A clever, largely successful updating of Henry James’ devastating little child custody novel by scripters Nancy Doyne & Carroll Cartwright and directors Scott McGehee & David Siegel. The tone is slightly flattened, the timeline compressed and the ending sentimentalized, but the story feels right at home in its new place & time. Maisie, our small heroine, is a little girl forced to play shuttlecock between her insufferably self-centered, divorcing parents. The gimmick that drives the story is that when they each remarry younger prettier people, the new step-parents become the loving care-givers Maisie’s never had. The hurdle for the filmmakers is that the Leisure Class world of James, where no one seems to work and children are sent off to boarding school at the first opportunity, and then rarely seen, has to be completely rethought for NYC-2012. It makes for a different, but accomplished work on its own terms with exceptional perfs from Julianne Moore, merciless as an aging egoist rock star; Steve Coogan as a schedule-driven international business sort; and Alexander Skarsgård & Joanna Vanderham (both crazy attractive) as earthbound step-parents, each out of their depth in their respective new marriages. Directors McGehee (what a fun name to type!) & Siegel tend to leave something on the table (a laugh, an emotion, crucial info!!), but at least they don’t dawdle. And young Onata Aprile is just great as Maisie, finding the perfect grace note for one difficult situation after another.

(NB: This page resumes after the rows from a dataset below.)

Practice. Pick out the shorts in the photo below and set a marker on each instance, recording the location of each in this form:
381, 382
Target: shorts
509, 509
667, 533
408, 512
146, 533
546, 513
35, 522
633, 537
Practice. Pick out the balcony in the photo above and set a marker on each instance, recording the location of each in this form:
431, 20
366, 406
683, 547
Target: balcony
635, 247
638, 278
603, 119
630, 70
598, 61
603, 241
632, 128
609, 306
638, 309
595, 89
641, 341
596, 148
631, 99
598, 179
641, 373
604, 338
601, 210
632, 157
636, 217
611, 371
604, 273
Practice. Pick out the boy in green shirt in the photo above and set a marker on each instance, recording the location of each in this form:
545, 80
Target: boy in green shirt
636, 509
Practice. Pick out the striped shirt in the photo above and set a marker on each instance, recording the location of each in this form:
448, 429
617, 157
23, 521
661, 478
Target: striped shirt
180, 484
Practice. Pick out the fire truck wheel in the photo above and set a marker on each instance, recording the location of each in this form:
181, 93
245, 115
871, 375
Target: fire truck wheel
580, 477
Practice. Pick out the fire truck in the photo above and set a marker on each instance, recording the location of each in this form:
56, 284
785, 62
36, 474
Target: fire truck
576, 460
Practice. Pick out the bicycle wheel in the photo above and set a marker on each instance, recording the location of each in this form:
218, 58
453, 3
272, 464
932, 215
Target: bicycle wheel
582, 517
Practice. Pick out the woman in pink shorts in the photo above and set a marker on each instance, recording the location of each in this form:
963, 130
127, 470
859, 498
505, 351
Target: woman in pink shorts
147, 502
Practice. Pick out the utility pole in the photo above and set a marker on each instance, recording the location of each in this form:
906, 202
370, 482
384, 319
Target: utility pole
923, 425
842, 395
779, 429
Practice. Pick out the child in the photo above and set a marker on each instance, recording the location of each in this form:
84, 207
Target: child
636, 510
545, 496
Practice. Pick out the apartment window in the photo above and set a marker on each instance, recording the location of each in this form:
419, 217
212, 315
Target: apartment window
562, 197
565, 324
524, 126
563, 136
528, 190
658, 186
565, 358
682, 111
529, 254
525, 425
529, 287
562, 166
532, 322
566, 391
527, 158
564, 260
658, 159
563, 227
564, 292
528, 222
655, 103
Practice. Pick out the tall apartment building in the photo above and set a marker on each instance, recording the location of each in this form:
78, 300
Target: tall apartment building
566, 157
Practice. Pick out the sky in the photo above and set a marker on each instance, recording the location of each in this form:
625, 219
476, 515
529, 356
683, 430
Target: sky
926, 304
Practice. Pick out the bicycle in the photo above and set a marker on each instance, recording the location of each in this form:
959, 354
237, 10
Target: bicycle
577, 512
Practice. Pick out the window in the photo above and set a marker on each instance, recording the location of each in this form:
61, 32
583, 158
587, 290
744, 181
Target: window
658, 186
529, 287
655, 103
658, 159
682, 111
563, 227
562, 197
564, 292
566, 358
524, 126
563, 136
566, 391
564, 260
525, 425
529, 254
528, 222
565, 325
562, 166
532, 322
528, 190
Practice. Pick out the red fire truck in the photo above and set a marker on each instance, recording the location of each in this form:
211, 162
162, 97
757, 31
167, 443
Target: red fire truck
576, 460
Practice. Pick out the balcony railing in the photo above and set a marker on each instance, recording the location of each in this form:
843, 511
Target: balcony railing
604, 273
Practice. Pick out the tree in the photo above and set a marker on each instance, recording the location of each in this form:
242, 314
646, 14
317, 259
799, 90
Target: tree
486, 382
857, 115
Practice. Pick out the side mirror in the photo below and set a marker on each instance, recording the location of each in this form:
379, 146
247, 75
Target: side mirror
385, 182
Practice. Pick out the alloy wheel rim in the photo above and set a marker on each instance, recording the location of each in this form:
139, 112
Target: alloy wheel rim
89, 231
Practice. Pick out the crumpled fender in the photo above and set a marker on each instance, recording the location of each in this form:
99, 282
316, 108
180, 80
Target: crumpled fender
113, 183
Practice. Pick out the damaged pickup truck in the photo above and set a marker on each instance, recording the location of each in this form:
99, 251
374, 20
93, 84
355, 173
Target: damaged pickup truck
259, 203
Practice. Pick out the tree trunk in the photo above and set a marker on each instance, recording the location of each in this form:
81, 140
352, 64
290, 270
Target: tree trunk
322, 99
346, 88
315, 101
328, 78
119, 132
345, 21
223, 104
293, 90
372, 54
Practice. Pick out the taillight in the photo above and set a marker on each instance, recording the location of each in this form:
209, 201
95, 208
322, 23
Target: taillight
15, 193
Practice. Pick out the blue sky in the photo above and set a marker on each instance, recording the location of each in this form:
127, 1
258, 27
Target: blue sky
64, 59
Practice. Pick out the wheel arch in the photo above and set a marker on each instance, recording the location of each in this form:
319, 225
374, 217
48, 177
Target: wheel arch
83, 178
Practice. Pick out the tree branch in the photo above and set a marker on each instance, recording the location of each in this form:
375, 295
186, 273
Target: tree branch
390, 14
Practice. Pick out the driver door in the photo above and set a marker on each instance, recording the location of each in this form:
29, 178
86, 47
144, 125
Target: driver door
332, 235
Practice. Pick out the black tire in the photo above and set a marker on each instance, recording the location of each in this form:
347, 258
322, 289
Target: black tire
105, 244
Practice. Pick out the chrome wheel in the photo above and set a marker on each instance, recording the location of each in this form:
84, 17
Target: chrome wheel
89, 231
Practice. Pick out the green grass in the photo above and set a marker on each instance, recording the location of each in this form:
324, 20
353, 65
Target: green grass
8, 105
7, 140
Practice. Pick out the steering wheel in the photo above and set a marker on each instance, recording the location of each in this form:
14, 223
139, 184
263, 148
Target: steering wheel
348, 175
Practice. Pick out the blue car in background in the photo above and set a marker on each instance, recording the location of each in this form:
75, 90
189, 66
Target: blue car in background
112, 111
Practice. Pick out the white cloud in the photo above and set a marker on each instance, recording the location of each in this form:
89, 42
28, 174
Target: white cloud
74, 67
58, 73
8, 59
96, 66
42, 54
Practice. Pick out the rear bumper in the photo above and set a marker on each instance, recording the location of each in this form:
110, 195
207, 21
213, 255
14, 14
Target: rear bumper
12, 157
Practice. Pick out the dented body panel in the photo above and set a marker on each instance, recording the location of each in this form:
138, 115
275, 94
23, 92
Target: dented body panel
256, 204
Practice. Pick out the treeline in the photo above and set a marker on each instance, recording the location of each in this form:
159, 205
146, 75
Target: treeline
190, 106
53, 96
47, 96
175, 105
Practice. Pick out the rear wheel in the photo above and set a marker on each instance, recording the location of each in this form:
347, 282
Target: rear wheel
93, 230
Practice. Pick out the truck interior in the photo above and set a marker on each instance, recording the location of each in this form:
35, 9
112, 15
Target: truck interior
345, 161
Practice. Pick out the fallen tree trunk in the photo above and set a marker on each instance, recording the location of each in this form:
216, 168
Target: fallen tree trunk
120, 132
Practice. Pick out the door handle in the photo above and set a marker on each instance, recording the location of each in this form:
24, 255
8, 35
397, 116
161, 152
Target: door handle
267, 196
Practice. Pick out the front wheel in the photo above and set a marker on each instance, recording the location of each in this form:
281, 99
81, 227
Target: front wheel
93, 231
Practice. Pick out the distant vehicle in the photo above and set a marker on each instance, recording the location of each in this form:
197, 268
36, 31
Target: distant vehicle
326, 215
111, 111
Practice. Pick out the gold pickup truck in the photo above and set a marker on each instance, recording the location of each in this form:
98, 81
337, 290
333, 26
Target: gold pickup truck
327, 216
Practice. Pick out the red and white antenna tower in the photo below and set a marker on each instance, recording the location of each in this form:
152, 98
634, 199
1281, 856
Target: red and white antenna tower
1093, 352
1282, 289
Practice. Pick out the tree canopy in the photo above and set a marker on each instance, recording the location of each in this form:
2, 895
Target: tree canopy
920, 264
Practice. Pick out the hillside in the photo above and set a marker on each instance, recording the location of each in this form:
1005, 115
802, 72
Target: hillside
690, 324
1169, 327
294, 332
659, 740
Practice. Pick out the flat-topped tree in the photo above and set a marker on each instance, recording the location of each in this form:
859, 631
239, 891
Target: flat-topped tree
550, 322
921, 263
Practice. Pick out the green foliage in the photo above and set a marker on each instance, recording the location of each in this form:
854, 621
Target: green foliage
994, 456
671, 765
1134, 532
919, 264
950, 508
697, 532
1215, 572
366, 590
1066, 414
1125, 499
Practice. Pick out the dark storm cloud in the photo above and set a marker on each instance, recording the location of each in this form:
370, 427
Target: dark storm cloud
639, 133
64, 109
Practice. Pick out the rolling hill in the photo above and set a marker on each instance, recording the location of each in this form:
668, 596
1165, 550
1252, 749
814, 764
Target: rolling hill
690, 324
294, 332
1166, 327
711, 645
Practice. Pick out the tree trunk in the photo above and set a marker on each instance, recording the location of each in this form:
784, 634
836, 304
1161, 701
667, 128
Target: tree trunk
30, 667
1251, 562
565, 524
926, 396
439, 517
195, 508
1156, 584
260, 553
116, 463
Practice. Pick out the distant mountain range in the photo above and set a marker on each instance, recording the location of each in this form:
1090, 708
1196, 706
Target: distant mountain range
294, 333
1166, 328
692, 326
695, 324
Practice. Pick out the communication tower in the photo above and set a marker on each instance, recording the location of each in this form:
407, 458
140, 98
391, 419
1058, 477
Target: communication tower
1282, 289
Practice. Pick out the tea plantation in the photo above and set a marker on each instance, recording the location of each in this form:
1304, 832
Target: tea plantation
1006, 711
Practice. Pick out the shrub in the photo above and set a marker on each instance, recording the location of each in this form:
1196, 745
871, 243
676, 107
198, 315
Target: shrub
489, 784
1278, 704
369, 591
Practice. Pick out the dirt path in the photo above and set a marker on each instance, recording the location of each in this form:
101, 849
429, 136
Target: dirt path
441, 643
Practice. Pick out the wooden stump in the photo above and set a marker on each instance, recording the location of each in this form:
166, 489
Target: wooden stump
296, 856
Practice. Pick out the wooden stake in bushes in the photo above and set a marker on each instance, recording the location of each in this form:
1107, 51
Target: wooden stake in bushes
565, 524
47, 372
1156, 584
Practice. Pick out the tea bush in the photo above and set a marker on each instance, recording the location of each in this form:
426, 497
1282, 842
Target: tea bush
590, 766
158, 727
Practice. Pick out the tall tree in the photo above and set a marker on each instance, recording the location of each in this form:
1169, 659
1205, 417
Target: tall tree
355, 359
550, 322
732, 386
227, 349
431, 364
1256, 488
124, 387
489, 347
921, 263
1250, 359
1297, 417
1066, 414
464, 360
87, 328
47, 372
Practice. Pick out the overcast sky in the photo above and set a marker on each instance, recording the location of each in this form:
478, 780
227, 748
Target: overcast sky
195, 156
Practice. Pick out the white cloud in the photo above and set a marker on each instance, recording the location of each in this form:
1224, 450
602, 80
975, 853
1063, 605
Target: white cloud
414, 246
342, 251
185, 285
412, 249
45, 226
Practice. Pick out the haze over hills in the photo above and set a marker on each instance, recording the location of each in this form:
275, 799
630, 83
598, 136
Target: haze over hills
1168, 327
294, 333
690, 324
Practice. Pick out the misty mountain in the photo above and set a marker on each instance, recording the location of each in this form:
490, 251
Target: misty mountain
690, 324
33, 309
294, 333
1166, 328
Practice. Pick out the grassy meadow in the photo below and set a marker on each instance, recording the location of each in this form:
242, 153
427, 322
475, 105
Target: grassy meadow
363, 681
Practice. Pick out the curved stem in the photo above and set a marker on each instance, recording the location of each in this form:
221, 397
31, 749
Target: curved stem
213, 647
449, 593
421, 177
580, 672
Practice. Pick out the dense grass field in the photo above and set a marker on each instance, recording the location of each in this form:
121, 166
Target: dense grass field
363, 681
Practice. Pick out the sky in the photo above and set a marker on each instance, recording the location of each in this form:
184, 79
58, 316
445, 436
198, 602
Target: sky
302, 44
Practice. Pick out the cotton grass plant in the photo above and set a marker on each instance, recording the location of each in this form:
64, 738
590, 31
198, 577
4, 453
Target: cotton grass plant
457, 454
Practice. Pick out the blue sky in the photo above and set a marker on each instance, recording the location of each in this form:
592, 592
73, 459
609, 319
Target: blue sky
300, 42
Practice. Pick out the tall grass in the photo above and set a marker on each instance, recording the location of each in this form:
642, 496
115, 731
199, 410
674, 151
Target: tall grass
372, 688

DOUBLE-BILL: Vittorio De Sica just about started Italian Neo-Realism looking thru a child’s eyes at his parents’ failing marriage in THE CHILDREN ARE WATCHING US/’44; or check out Maisie’s worst-possible future in Ingmar Bergman’s AUTUMN SONATA/’77 where Liv Ullman’s reproachful daughter puts all the blame on her neglectful, gallivanting concert-pianist mother Ingrid Bergman.